Though both are held on Memorial Day weekend, there is a lot that separates the Indianapolis 500 and the Coca-Cola 600. The two events are separated geographically by at least 580 miles, by the margin of several hours from the checkered flag at Indianapolis to the green flag in Charlotte, and culturally by the memes that have drawn distinctions between fans of American open-wheel racing and their stock car counterparts.
On Sunday, the 101st Indianapolis 500 and the 58th Coca-Cola 600 were separated by something else: Noise. Not so much from the whine of an open wheel car versus the roar of a stock car, but from those who came to see the two events. There is no sugarcoating what was painfully apparent to anyone who watched the two races: The crowd at the Indianapolis 500 outmatched and out-enthused any crowd that has been drawn to a NASCAR race this year.
While IndyCar racing has been hit even harder than NASCAR by the spell of declining ratings and attendance that has defined auto racing in the past decade, one could forgive an outside observer if they were to say that things were never better for the sanctioning body of the Indianapolis 500. A large crowd descended upon The Greatest Spectacle in Racing, and they made their presence felt at every moment from the drop of the green flag.
There was loud applause when Scott Dixon emerged relatively unscathed from a terrifying accident between Turns 1 & 2. There were oohs and aahs as the field went five-wide down the backstraightaway for a time. As the on-track frenzy intensified in the closing laps, so too did the nature of the crowd. They roared their approval as Brazilian Helio Castroneves took the lead in the closing laps, and then again when Takuma Sato seized the top spot. And it would be Sato, the first Japanese driver to win the Indianapolis 500, who would be hailed by some 300,000 strong as the conquering hero of Speedway, Indiana.

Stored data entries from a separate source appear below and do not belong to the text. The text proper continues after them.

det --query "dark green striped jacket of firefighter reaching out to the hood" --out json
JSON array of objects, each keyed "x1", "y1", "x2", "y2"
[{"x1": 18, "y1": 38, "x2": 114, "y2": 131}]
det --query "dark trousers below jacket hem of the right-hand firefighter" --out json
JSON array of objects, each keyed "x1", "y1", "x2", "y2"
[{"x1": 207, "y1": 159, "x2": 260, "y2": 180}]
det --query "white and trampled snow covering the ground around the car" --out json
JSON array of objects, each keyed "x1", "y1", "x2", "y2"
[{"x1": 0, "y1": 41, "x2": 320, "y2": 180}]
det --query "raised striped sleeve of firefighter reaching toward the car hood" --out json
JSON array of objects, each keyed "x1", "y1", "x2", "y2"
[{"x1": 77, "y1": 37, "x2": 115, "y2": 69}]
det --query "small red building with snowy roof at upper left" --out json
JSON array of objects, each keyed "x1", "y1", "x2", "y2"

Fast-forward several hours to Charlotte Motor Speedway, and the mood of the crowd was distinctly different. It seemed that the cloud of negativity that has followed NASCAR for the past decade manifested in physical form. The race was delayed an hour and 40 minutes for rain in its second stage, and the wet throng of on-lookers never made their presence felt. Although there was the late-intrigue of a fuel mileage race that resulted in a first-time winner, there was little throughout NASCAR’s longest race that stirred the hearts of those who came to see it. For the most part, they were treated to the dominance of Martin Truex Jr., who led 233 of the race’s 400 laps, without much action or drama to justify the price of admission.

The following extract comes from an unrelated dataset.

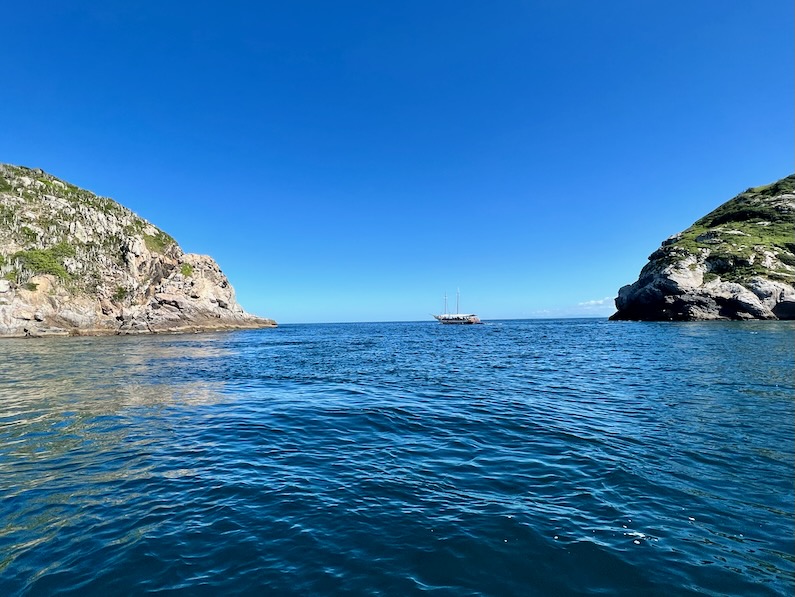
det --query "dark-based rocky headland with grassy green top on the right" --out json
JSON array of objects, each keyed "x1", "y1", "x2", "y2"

Though it is encouraging to see that auto racing is still capable of captivating hundreds of thousands of people as it did at Indianapolis, NASCAR must consider the relative indifference of its own crowd and ask itself questions. The first and foremost being: How many times in the past decade has a NASCAR race elicited a response that can be heard over the horsepower? How often have spectators emoted for a great race, or let out a collective roar for someone not named Earnhardt or Gordon, Johnson or Stewart?
NASCAR fans are not to blame for this. Rather, the racing that has taken place in the 2010s has given them little reason to rise up and raise the decibel level. When the situation calls for it, they still will – When Kyle Larson and Chase Elliott wailed on each other in a side-by-side duel to the checkered flag in the All-Star Open last year, all who were there that Saturday morning let their approval be known. It is disconcerting that there have been only a handful of these instances in the past several years. Rather, NASCAR crowds have resembled those of a losing football team: Sparse and silent.

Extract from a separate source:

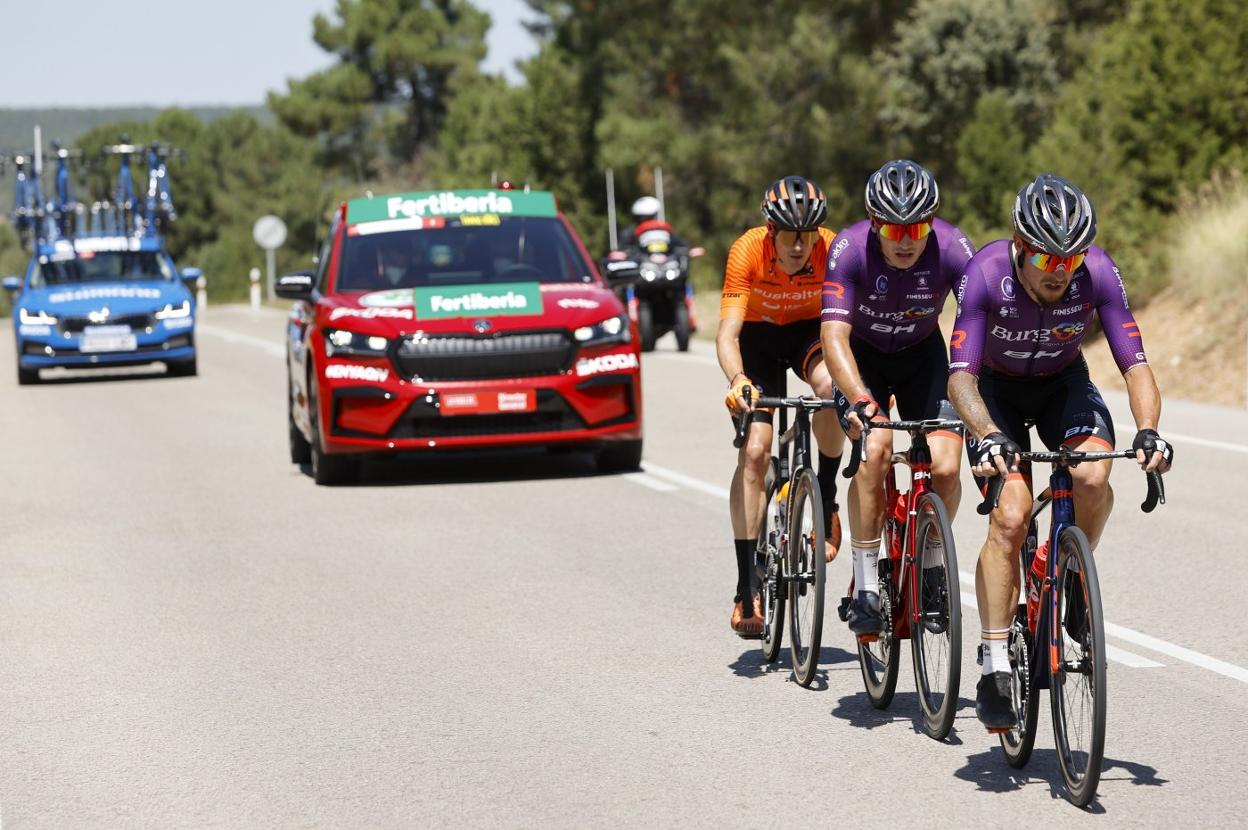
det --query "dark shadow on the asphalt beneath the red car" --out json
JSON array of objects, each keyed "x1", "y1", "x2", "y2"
[{"x1": 300, "y1": 448, "x2": 628, "y2": 487}]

There is a million-dollar fix to what ails NASCAR as a spectator sport. The quality of the racing, particularly at the 1.5-mile tracks that dominate the schedule, must be improved. NASCAR has worked tirelessly towards this end in the past several years, but they have been working concurrently with the unrelenting pursuit of downforce by race teams and simple physics. The gremlin of “Clean Air” has become a white whale that the sanctioning body cannot seem to slay. Perhaps a remedy for this is in the near future. Perhaps it isn’t.
Presented with the quandary of overall interest in its races, NASCAR has unleashed a myriad of 21st-century measures as a means of quantification. Analytics and impressions, qualitative and quantitative research methods, and their like are all being employed to gauge whether or not the average person, let alone race fans, care about what NASCAR has to offer.
Considering what was heard at Indianapolis on Sunday versus what wasn’t at Charlotte, there is a simpler methodology: If NASCAR wants to figure out whether or not people care about auto racing, they should listen to the crowd.